What CruiseKube does differently

You get Why it matters
Admission-time sizing New pods start closer to reality before the scheduler commits capacity.
Continuous runtime optimization Running pods are adjusted on a schedule—no rolling restart for request changes where the cluster supports in-place resize.
Node-aware headroom sharing Spike capacity is shared across pods on a node, instead of every pod reserving its own private peak.
PSI-informed CPU CPU decisions can incorporate pressure / contention signals—not just raw usage averages.
Memory with a safety story Requests converge toward steady demand; limits retain headroom; OOM handling feeds learning back into the next admission pass.
Explicit priorities When the math does not fit, eviction order follows policies you set—not random chaos.
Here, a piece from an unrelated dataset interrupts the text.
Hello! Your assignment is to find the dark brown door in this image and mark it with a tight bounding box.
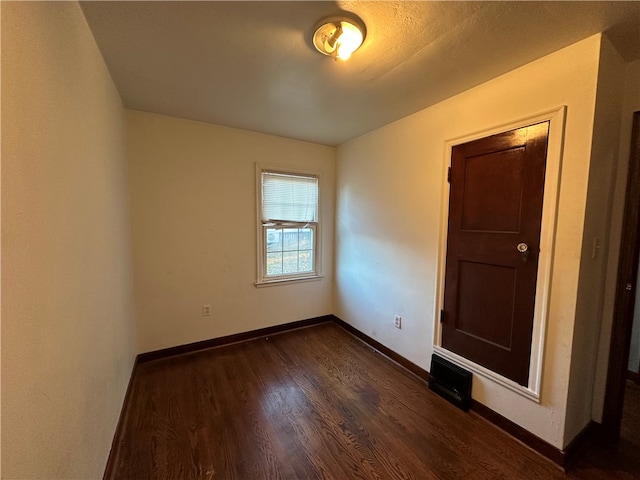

For a line-by-line comparison to Vertical Pod Autoscaler, see CruiseKube vs VPA.



Safe adoption path

CruiseKube is built for progressive trust:

flowchart LR
  A[Install] --> B[Dashboard — recommendations]
  B --> C{Comfort level}
  C -->|Conservative| D[Recommend only]
  C -->|Ready| E[Cruise mode + priorities]
  E --> F[Monitor savings & SLOs]
  1. Install with Helm, wire Prometheus and PostgreSQL (or use the bundled chart options).
  2. Explore recommendations in the dashboard—workloads start in Recommend (observe-only) until you opt in; see Installation and Policies & modes.
  3. Enable Cruise mode per workload when you are ready for applied changes.
  4. Tune priorities and pricing so cost views and eviction behavior match your risk model—Resource pricing and Tradeoffs.